N’étant pas construit industriellement par un fabricant agréé, le pistolet de plastique ne possède pas de numéro de série, ne sonne pas aux détecteurs de métaux, et est potentiellement intraçable.
Photo: Jay Janner / Austin American-Statesman via Associated Press N’étant pas construit industriellement par un fabricant agréé, le pistolet de plastique ne possède pas de numéro de série, ne sonne pas aux détecteurs de métaux, et est potentiellement intraçable.

La justice américaine a temporairement suspendu mardi la mise en ligne de plans numériques permettant de fabriquer des armes à l’aide d’une imprimante 3D, une perspective qui avait ému une partie de la classe politique américaine.

Saisi lundi en urgence, un tribunal fédéral de Seattle a fait droit à la demande des procureurs de huit États américains et de la capitale fédérale Washington, qui voulaient empêcher l’accès à ces plans.

Le magistrat Robert Lasnik a indiqué qu’il examinerait le dossier sur le fond lors d’une nouvelle audience le 10 août.

Le groupe visé par les procureurs, Defense Distributed, semble toutefois avoir pris tout le monde de court : son fondateur a, en effet, déclaré qu’il avait déjà publié les plans sur Internet.

Fin juin, après une longue bataille judiciaire, le gouvernement fédéral avait autorisé Defense Distributed à mettre en ligne des schémas numériques permettant de fabriquer depuis chez soi une arme à partir d’une imprimante 3D.

L’objet est en plastique, mais fonctionne comme une arme bien réelle. Il est potentiellement intraçable et indétectable par les détecteurs de métaux.
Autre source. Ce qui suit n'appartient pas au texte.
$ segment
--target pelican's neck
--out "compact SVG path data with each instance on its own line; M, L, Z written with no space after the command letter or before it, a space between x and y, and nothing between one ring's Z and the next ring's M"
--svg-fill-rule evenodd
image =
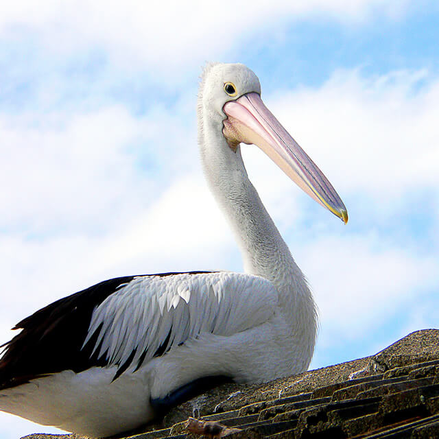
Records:
M217 123L204 120L211 124L200 126L199 132L204 173L235 233L246 272L272 282L285 313L304 311L315 329L314 304L307 282L248 179L239 147L236 152L231 150Z

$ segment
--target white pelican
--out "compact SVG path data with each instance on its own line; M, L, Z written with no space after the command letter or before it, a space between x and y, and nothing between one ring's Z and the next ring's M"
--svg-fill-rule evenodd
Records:
M261 147L345 223L324 176L264 106L240 64L204 69L201 159L236 235L245 274L130 276L60 299L20 322L0 360L0 410L93 437L136 428L225 378L305 370L316 335L307 282L256 189L240 143Z

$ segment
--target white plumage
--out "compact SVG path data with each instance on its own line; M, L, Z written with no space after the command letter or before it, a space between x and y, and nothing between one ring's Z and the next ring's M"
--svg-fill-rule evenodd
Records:
M268 322L276 296L265 279L244 274L139 276L95 309L84 345L97 331L99 357L123 364L135 350L137 366L142 353L151 359L167 338L169 351L200 333L228 336Z
M246 274L110 279L20 322L0 360L0 410L90 436L135 428L205 377L268 381L302 372L316 313L307 282L250 182L240 143L259 146L347 222L336 192L265 107L254 73L209 64L198 96L206 177ZM203 381L204 382L204 381Z

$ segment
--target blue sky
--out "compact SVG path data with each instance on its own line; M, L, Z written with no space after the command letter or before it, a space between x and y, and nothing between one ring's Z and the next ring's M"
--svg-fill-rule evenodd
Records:
M0 341L104 278L242 270L198 163L207 60L255 71L349 211L244 148L320 309L311 367L439 327L439 6L289 3L0 6ZM0 414L3 439L38 431L56 430Z

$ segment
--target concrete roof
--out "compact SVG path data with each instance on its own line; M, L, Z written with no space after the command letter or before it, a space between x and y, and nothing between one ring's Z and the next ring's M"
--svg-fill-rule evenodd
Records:
M439 330L418 331L375 355L270 383L224 384L174 409L159 424L119 437L200 438L187 434L189 416L239 429L224 427L230 439L439 438Z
« L’âge des armes téléchargeables commence réellement », promet le site du groupe, fondé par Cody Wilson, un libertarien âgé de 30 ans.

Réaction de Trump

Officiellement, la mise en ligne des programmes d’instruction devait intervenir le 1er août. Mais M. Wilson a indiqué mardi au magazine Wired qu’il avait déjà publié les schémas le 27 juillet. Et, selon la revue, ils ont déjà été « téléchargés des milliers de fois ».

« Il est simplement fou de donner aux criminels les outils pour imprimer en 3D des armes intraçables et indétectables rien qu’en appuyant sur un bouton », s’est insurgée Barbara Underwood, procureure de l’État de New York, qui s’est jointe à la procédure devant la justice.

Une vingtaine de procureurs d’État ont également écrit au gouvernement Trump pour dénoncer l’accord passé avec Defense Distributed, qu’ils considèrent comme « profondément dangereux » et de nature à « avoir un impact sans précédent sur la sécurité publique ».

Plus surprenant, Donald Trump lui-même a semblé s’opposer à ce nouveau moyen de s’armer. « Je me penche sur cette affaire d’armes en plastique en 3D vendues au grand public. J’ai déjà parlé à la NRA, cela ne semble pas faire grand sens », a-t-il indiqué mardi sur Twitter.

La NRA, le principal lobby des armes à feu, ne s’est pas encore exprimée sur le sujet, mais ne devrait pas voir d’un bon oeil l’arrivée de cette concurrence.